If you’re cautious with when to transplant hardy mums, you can do so when the plant becomes woody. This can happen every two years, where the mums are less productive, and you can transplant them in early spring. You can also transplant the plants when they reach 8 inches in height or repot them when they are actively growing in fall or even do a second transplanting in spring when they become rootbound.
Regardless, it’s not surprising that many gardeners want to have these perennials. They are relatively easy to grow, and mums’ propagation is not even complicated for the newbie. However, transplanting can be tricky, so you can always start your mums in the greenhouse to create vigorous transplants.
When To Transplant Hardy Mums And Tips For Success
There are three instances where you can transplant hardy mums. The emphasis is necessary on the word hardy because transplanting mums that aren’t vigorous enough will struggle growing or even survive. A useful tip for growing hardy mums is starting plants in the greenhouse, regardless of your propagation method.
You can control the greenhouse to ensure the ideal growing environment for the mums in their vulnerable period, which helps them get healthy and withstand the conditions outdoors later on. You can then gently get your mums accustomed to the weather outside, and once they harden, you can transplant during these periods.
When they turn woody
You can transplant hardy mums when they turn woody. The beauty with these perennials is that one can still make use of them after they finished blooming. Chrysanthemums will eventually become woody in the center after about two or three years and become less productive.
This is a perfect opportunity to divide your mums, which will help promote flowering and control overcrowding. Divide the plants in early spring when new growth appears and then remove all the dead parts. You can then transplant the divisions, but not those having more woody parts.
When they reach 8 inches in height after from sowing
Another excellent time to transplant hardy mums is when they’re around 6 to 8 inches tall after germination. Again, you want them to be strong enough to transplant, so other than the height and true leaves, check your plants’ condition before transplanting. Sowing mum seeds is relatively exciting and straightforward as you don’t know what bloom you’ll get.

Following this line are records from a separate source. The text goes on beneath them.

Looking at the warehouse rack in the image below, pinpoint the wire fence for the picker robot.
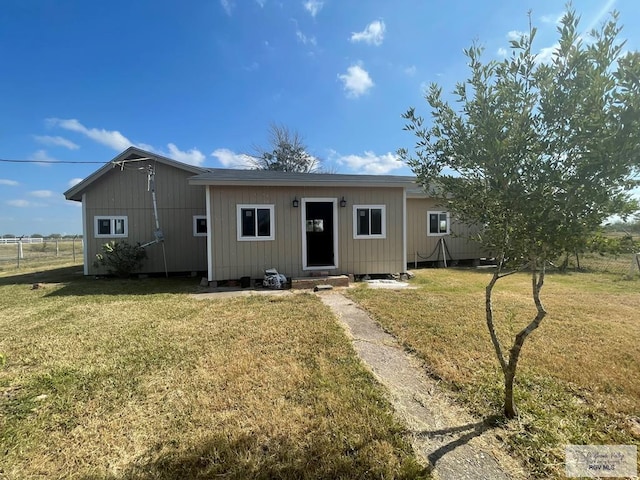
[0,238,84,271]
[566,253,640,277]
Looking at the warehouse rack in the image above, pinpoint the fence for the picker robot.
[568,253,640,276]
[0,237,84,270]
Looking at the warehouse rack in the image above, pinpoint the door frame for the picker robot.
[300,197,340,270]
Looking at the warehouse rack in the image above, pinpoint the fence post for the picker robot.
[18,237,24,268]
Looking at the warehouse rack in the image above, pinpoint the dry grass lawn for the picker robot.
[350,269,640,478]
[0,267,426,480]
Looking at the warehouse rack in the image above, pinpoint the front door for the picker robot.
[302,199,337,270]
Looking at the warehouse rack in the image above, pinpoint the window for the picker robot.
[427,212,450,236]
[193,215,207,237]
[353,205,387,238]
[237,205,275,241]
[94,217,129,238]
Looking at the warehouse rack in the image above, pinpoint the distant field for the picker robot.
[349,269,640,478]
[0,266,426,480]
[0,239,83,273]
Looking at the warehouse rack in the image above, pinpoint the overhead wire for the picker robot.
[0,158,109,164]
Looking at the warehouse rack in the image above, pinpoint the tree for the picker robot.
[93,240,147,278]
[249,123,320,173]
[398,6,640,418]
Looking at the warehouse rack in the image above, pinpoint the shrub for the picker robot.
[93,240,147,278]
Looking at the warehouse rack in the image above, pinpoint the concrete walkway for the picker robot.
[319,292,527,480]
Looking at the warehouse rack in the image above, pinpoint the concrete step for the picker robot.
[291,275,349,290]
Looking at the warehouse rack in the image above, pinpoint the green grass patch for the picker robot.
[0,270,426,479]
[349,269,640,478]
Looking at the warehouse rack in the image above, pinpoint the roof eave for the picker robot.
[64,146,208,202]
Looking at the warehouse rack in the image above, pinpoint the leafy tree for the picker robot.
[398,6,640,418]
[249,123,320,173]
[93,240,147,278]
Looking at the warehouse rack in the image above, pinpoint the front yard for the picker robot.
[349,269,640,478]
[0,267,425,480]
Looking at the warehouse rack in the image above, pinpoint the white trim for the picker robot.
[400,188,407,273]
[353,205,387,240]
[81,193,89,275]
[427,210,451,237]
[205,187,215,282]
[236,203,276,242]
[300,197,340,271]
[93,215,129,238]
[193,215,209,237]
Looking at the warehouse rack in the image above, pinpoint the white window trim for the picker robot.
[236,203,276,242]
[93,215,129,238]
[193,215,209,237]
[427,210,451,237]
[353,205,387,239]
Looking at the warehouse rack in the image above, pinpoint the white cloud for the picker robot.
[67,178,84,188]
[540,12,564,25]
[351,20,386,45]
[29,190,53,198]
[296,30,318,47]
[45,118,206,165]
[507,30,526,40]
[338,65,374,98]
[332,150,405,175]
[211,148,253,169]
[6,200,30,208]
[5,200,47,208]
[586,0,616,32]
[47,118,133,151]
[404,65,417,77]
[220,0,234,16]
[33,135,80,150]
[303,0,324,17]
[29,150,57,167]
[162,143,206,166]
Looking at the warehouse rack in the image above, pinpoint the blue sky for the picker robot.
[0,0,640,235]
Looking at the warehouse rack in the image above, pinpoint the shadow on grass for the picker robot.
[0,265,200,297]
[418,415,504,466]
[90,433,429,480]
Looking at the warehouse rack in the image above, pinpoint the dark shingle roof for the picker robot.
[189,168,415,188]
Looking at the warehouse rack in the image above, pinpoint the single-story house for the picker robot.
[65,147,485,282]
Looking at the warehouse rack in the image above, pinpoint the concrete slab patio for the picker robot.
[318,291,528,480]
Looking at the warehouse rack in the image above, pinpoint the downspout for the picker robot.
[82,193,89,275]
[400,187,407,273]
[205,185,214,282]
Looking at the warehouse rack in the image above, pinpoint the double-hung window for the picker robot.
[237,205,275,241]
[427,212,451,236]
[94,215,129,238]
[353,205,387,238]
[193,215,207,237]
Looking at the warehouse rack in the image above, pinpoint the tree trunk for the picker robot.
[504,364,518,418]
[485,259,547,419]
[503,259,547,419]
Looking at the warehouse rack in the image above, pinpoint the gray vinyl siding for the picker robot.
[85,162,207,275]
[407,198,487,265]
[209,186,404,280]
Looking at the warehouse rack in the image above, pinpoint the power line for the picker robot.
[0,158,108,164]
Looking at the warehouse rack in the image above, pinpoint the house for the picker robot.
[65,147,484,282]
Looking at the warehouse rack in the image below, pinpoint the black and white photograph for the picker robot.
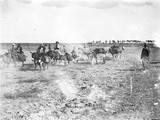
[0,0,160,120]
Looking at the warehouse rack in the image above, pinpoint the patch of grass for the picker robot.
[3,88,41,100]
[119,67,159,117]
[18,79,37,83]
[127,58,142,71]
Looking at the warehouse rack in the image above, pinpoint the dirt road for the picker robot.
[0,48,159,120]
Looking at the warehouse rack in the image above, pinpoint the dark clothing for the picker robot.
[16,46,23,54]
[37,46,46,53]
[48,46,52,51]
[54,44,59,50]
[141,48,150,59]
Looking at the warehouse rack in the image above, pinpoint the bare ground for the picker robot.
[0,49,158,120]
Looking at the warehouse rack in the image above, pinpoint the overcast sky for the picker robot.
[0,0,160,43]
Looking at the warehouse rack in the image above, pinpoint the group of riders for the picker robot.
[6,41,150,67]
[9,41,76,61]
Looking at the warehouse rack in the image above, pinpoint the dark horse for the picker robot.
[93,48,107,63]
[0,51,26,66]
[30,52,50,69]
[46,51,73,64]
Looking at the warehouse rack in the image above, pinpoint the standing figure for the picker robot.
[16,44,23,54]
[141,43,150,70]
[54,41,62,55]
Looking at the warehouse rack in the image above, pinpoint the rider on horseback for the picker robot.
[16,44,23,54]
[37,43,46,58]
[54,41,62,55]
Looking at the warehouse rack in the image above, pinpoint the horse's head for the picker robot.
[122,45,125,50]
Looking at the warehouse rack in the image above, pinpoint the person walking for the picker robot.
[141,43,150,70]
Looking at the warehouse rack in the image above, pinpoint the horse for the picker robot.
[30,52,50,69]
[0,52,12,67]
[78,47,93,60]
[53,51,73,64]
[92,48,107,64]
[108,45,125,59]
[0,51,26,67]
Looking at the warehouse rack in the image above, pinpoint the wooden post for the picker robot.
[130,76,133,94]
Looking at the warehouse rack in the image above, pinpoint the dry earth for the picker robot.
[0,46,160,120]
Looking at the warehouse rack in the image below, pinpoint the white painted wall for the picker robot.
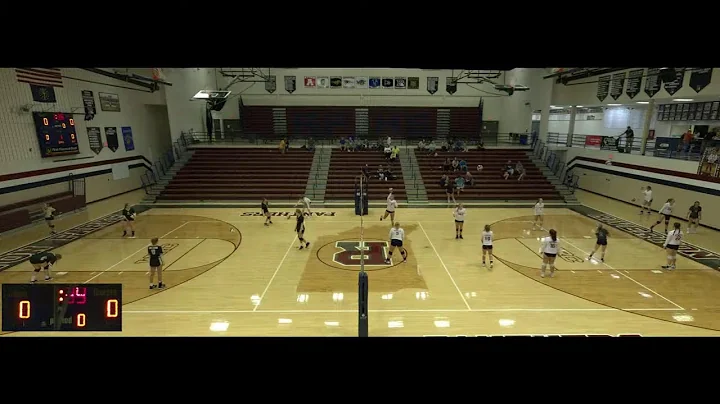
[566,148,720,228]
[0,68,171,204]
[547,68,720,106]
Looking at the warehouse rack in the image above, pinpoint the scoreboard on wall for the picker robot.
[33,112,80,157]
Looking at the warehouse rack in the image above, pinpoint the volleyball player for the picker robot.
[288,209,310,250]
[662,222,683,271]
[588,223,610,262]
[293,196,312,216]
[453,203,466,239]
[482,224,493,268]
[650,198,675,233]
[385,222,407,265]
[380,193,398,223]
[540,229,561,278]
[148,237,165,289]
[43,203,55,234]
[30,251,62,283]
[687,201,702,234]
[260,198,272,226]
[640,185,652,215]
[533,198,545,229]
[122,203,136,238]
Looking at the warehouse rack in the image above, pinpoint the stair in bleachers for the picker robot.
[436,108,450,139]
[157,147,313,202]
[355,108,370,139]
[416,149,562,201]
[305,147,333,203]
[273,108,287,137]
[325,150,407,202]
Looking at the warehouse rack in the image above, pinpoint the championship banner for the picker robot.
[428,77,440,94]
[285,76,297,94]
[304,77,317,88]
[265,76,277,94]
[690,68,712,93]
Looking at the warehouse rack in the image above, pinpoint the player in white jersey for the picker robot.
[640,185,652,215]
[540,229,562,278]
[533,198,545,229]
[650,198,675,233]
[380,194,397,223]
[293,196,312,216]
[453,203,467,239]
[385,223,407,265]
[662,222,683,271]
[482,224,493,268]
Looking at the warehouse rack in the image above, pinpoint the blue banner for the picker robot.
[121,126,135,151]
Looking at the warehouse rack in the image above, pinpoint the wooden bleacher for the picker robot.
[325,149,407,201]
[415,149,562,201]
[158,147,313,200]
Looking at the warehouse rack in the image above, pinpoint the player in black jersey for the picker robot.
[288,209,310,250]
[30,251,62,283]
[123,203,136,238]
[148,237,165,289]
[588,224,610,262]
[260,198,270,226]
[687,201,702,233]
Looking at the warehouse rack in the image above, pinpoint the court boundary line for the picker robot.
[552,227,686,311]
[252,236,296,311]
[417,221,472,310]
[83,222,191,284]
[123,308,678,314]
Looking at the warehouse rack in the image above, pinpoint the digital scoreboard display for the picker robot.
[2,284,122,331]
[33,112,80,157]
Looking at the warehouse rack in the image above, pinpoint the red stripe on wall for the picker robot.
[0,156,152,182]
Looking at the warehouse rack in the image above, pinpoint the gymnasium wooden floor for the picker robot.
[0,192,720,336]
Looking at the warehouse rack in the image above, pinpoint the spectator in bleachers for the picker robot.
[440,174,450,188]
[417,139,427,151]
[440,157,452,172]
[458,159,467,171]
[390,145,400,161]
[465,171,475,187]
[428,140,437,156]
[383,144,392,160]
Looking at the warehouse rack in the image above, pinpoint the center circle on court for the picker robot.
[316,239,402,272]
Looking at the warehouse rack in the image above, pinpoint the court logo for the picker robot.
[333,240,388,267]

But since mums have a long growing season, you want to start them in the greenhouse. Sow six to eight weeks before your last frost date, which you can check from your area’s hardiness zone. You can then transplant the mums when they are around 8 inches tall.
Spring or autumn
If you want to repot mums, you can do so in fall while they’re still actively growing. If you have plants that risk getting rootbound, you can also repot chrysanthemums for the second time in spring. The latter is best if you notice your mums growing fast and losing adequate space for their roots.
How To Transplant Hardy Mums
Once you learned the ideal times to transplant mums, your next consideration for successful transplanting is how to transplant itself. Chrysanthemums are generally hardy, so following the recommendations will be the only factor affecting their survival after transplanting. Start by choosing an area that receives 6 hours of sunlight daily and incorporate compost to the soil to improve its drainage and fertility.

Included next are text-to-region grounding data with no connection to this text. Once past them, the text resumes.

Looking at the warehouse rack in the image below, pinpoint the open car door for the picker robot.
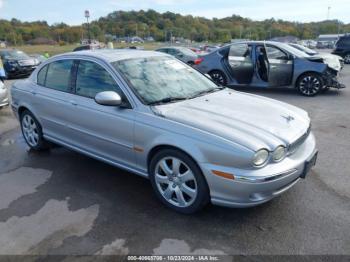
[265,45,294,87]
[228,43,254,84]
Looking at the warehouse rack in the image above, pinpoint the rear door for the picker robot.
[228,43,254,84]
[69,60,135,166]
[265,45,294,87]
[30,59,74,143]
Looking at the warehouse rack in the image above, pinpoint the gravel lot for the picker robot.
[0,66,350,255]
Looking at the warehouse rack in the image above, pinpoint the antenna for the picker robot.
[327,6,332,20]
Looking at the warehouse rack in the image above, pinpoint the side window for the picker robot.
[229,44,251,61]
[168,49,179,55]
[158,48,168,54]
[37,65,49,86]
[266,46,288,60]
[229,44,250,58]
[76,60,121,98]
[45,60,73,92]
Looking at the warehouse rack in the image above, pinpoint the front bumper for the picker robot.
[322,69,346,89]
[200,133,317,207]
[0,88,10,107]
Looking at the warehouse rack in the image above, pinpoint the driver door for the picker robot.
[228,44,254,84]
[265,45,294,87]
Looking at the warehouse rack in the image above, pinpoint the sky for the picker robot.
[0,0,350,25]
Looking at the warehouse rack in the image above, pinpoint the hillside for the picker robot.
[0,10,350,44]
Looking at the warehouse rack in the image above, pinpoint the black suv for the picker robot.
[333,34,350,64]
[0,49,40,78]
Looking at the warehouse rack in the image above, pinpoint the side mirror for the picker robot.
[95,91,122,106]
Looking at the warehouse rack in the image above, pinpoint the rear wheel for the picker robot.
[344,53,350,64]
[209,70,227,86]
[150,149,209,214]
[20,110,49,151]
[296,73,323,96]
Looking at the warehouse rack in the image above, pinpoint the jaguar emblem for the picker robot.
[281,116,294,123]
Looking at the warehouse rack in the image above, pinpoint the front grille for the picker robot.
[288,126,311,154]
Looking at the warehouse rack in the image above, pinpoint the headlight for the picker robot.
[272,146,286,162]
[253,149,269,166]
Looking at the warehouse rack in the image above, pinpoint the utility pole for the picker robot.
[327,6,331,20]
[85,10,91,44]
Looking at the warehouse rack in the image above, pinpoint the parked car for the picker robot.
[11,50,317,213]
[289,43,344,72]
[73,44,100,52]
[195,41,345,96]
[156,46,200,65]
[29,54,48,63]
[0,49,40,78]
[333,34,350,64]
[0,78,9,109]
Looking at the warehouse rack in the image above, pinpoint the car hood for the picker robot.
[312,53,341,71]
[154,89,310,150]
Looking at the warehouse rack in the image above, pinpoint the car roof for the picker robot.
[55,49,168,62]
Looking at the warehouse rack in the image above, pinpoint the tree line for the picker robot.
[0,10,350,45]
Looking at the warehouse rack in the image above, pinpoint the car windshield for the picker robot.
[277,43,310,58]
[5,50,30,59]
[112,57,220,105]
[180,48,197,56]
[291,44,317,55]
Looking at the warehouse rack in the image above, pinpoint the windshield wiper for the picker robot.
[190,86,225,99]
[148,97,188,106]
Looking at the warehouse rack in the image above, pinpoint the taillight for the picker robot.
[194,57,204,65]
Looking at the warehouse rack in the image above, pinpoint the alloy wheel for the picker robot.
[344,54,350,64]
[155,157,198,207]
[299,75,322,96]
[22,114,39,147]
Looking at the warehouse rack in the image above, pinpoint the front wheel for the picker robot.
[20,110,49,151]
[344,53,350,64]
[149,149,209,214]
[296,73,323,96]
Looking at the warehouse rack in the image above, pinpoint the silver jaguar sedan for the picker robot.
[11,50,317,213]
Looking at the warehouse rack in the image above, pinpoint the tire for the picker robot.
[344,53,350,65]
[209,70,227,86]
[296,73,324,96]
[20,110,49,151]
[149,149,210,214]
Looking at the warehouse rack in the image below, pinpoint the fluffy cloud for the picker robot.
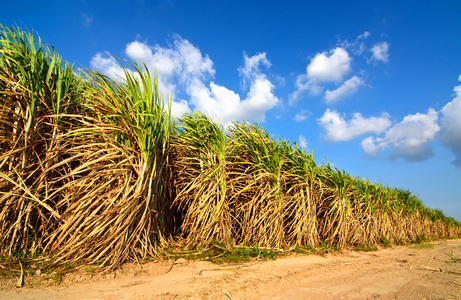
[299,135,309,149]
[307,47,351,82]
[319,109,391,142]
[290,47,351,104]
[325,76,365,104]
[370,42,389,63]
[362,108,440,161]
[293,110,312,122]
[440,75,461,168]
[91,35,279,126]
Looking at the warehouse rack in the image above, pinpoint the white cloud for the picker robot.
[370,42,389,63]
[362,108,440,161]
[293,110,312,122]
[238,52,271,89]
[90,53,125,81]
[290,47,351,104]
[299,135,309,149]
[319,109,391,142]
[440,75,461,168]
[307,47,351,82]
[91,35,279,126]
[325,76,365,104]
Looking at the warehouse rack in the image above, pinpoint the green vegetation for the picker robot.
[0,25,461,270]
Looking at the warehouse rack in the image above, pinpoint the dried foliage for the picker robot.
[0,26,461,269]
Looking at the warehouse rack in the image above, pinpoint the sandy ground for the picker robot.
[0,240,461,300]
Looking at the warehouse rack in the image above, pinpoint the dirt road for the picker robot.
[0,240,461,300]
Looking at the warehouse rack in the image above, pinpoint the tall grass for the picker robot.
[0,26,461,269]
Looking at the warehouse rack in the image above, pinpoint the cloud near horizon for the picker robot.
[91,35,280,126]
[362,108,440,161]
[370,42,389,63]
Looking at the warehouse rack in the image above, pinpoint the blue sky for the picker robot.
[0,0,461,221]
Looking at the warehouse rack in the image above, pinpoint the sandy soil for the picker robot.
[0,240,461,300]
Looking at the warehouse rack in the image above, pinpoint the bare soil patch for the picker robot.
[0,239,461,300]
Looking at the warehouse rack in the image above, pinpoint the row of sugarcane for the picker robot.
[0,25,460,268]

Remember to be gentle, especially if you’re dividing the mums. For example, a clump of chrysanthemum can have three to four plants, which you can divide using your hands. The hole for transplanting should be twice as wide as your plant’s roots to accommodate its growth and then spread the roots before setting the mum in the hole.
You want the crown to be at the soil level after you pack soil around the roots. Mums can grow well at 24 inches apart with an inch of water after you’ve transplanted them. What about repotting?
Turn the pot upside down so you can gently get the mum out of it. Place the plant in the new pot with a potting mixture. You want to have the root ball an inch below the pot’s rim and then put it in an area out of direct sunlight.
After you’ve finished transplanting, you may need to do additional practices. For example, if you plant in summer, mums will need pinching out to encourage fall bloom. On the contrary, those grown in fall will eventually be ready to bloom without pinching.
Starting chrysanthemums in the greenhouse ensure hardy plants for transplanting. But do you know when to transplant hardy mums for success? Three instances make good times for transplanting.
First is when you divide woody mums after two years; second is when your mums reach 8 inches tall after you sow them, and lastly, it is in autumn or spring for repotting. Those who want to prevent their mums from being rootbound will benefit well from repotting in spring. However, timing is only the first factor to overcome when transplanting.
Ensure that the area is well-prepared for the mums, and you have hardened them off before transplanting. Nonetheless, it’s best to start them indoors to be vigorous enough and withstand unpredictable outdoor conditions.